Further to your comments on Gazprom
Posted by Heading Out on October 22, 2006 - 11:59pm
Topic: Supply/Production
Tags: gazprom, natural gas, russia [list all tags]
UPDATE: The situation may be a little more critical than I had thought according to the new article from Radio Free Europe .
EES head Anatoly Chubais is concerned. He has placed the blame for the potential gas deficit squarely on Gazprom, which controls 25 percent of the world's gas reserves and 94 percent of Russia's natural gas. Chubais has said that Gazprom is unable or unwilling to supply generating companies in Russia with enough gas and this has forced them to buy more-expensive diesel fuel to power their plants. . . . .Chubais told the "Vedomosti" business daily on September 28 that when he met with Gazprom CEO Aleksei Miller to discuss this problem, Miller told him to switch to other fuels.

He looks at production from the major fields in Russia, and gives a plot that looks remarkably like some plots we have seen of production closer to home.

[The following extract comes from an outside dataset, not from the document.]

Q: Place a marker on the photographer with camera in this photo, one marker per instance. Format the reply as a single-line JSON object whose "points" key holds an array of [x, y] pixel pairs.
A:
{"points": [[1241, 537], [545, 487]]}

The concern that is expressed is that Gazprom is not making the investment in new field production that is required and that, for example, the 3 Yamal fields that should have been starting production in 1995, are now apparently not slated to appear on line until the 2011-2012 timeframe. Given that we have seen other project deadlines apparently slip, then the concern again begins to arise as to the reliability of gas in the shorter term.
This is a concern in Russia also, on Thursday President Putin gave a deadline for a plan to forestay a gas crisis. For while energy demand has, until recently been growing at 2%, in the last nine months it has jumped 4.8%. As the BBC note
According to the International Energy Agency, Gazprom has commissioned just one new gas field in 20 years.There is a concern that Gazprom is investing too much overseas, in places like Bolivia and Venezuela, while neglecting the home front. Given that Russia continues to allow Gazprom the ability to deny its pipelines to its competitors, and that Russia is still very loath, if not increasingly so, to allow foreign access and investment, perhaps the future is growing dimmer faster than we had thought.And it says that could lead to a shortfall because three of the company's most important fields here in Western Siberia are now in decline.
"There could be quite a large gap between what Europe needs and what Gazprom is able to produce, assuming there is no investment in new production," one analyst told the BBC.
October is rather late in the year to have to be trying to ensure this years gas supply, and when one considers the shortages from last year, one can imagine that some mayors over there might be anxiously concerned that this year may bring more worries. The numbers from last year, as reported by Milov, are not encouraging, and they don't make me a Russophobe.

Space and time doesn't let me do more than direct you to the rather lengthy but very detailed different view of the situation that Don in Colorado pointed to, which gives a more global view to what is going on in Russia.
Crafty also has a lengthy and detailed review, which is less optimistic about Yamal than some, and concerned about Shtokman. It's a pity that it was so far down - so go read, if you haven't. And be amused by Putin's Smile.
And again, thanks to everyone for the comments, they are all appreciated.